I think this will be like Big Data. Companies want our stuff, but the models aren't producing things on a level a human can anyway, and one person's excellence can be drowned out by everyone else's mediocrity. So even if your files include great groundbreaking things, they won't be weighted more against all the other idiots' things.
"Data needs to live in a database – not an Excel file. Access should be granted for each according to their needs."
Yeah tell that 98% of the population they wouldn't have a clue how to run a database for their data needs and storage.

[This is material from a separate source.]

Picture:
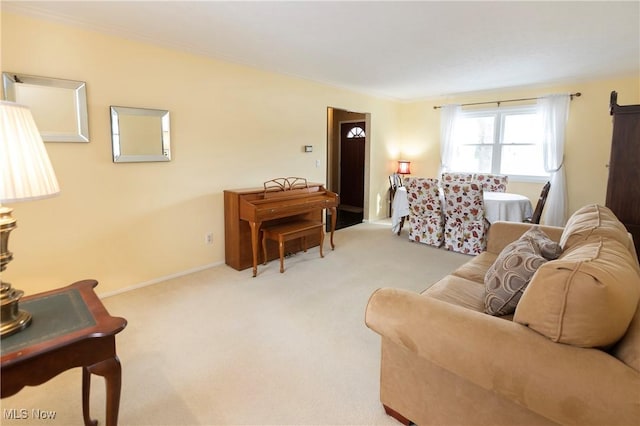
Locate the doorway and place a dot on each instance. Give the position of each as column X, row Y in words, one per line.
column 347, row 149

If you've got a simple solution Mr Eden lets have it but a bloomin Database it is fecking not.
Also Data should not be in something an A.I should be near unless you run it and know how it works, doesn't matter if it's perceived to be sensitive by you, the probability is that someone can derive value from it and that will likely not be to your benefit...
"An Excel file is an excellent way to implement many a simple database"
There's close to 19k people who would probably disagree with you on that one.... It was all down to a hidden tab, apparently....
https://www.gov.uk/guidance/data-incident-affecting-applicants-to-the-afghan-relocations-and-assistance-policy-scheme-and-afghanistan-locally-employed-staff-ex-gratia-scheme#background
but on the flip side, spooling up a database when a simple vlookup will do is a valid use case. Dont get me wrong, a database is the correct way to do many things but a spreadsheet can do lightweight tasks too. It depends on how you get your spreadsheet data. Look at Durham uni CEM exam analysis spreadsheets, they should probably be a database but sending those to schools would be a disaster in MDB so they have excel macros. Not ideal but portable for users.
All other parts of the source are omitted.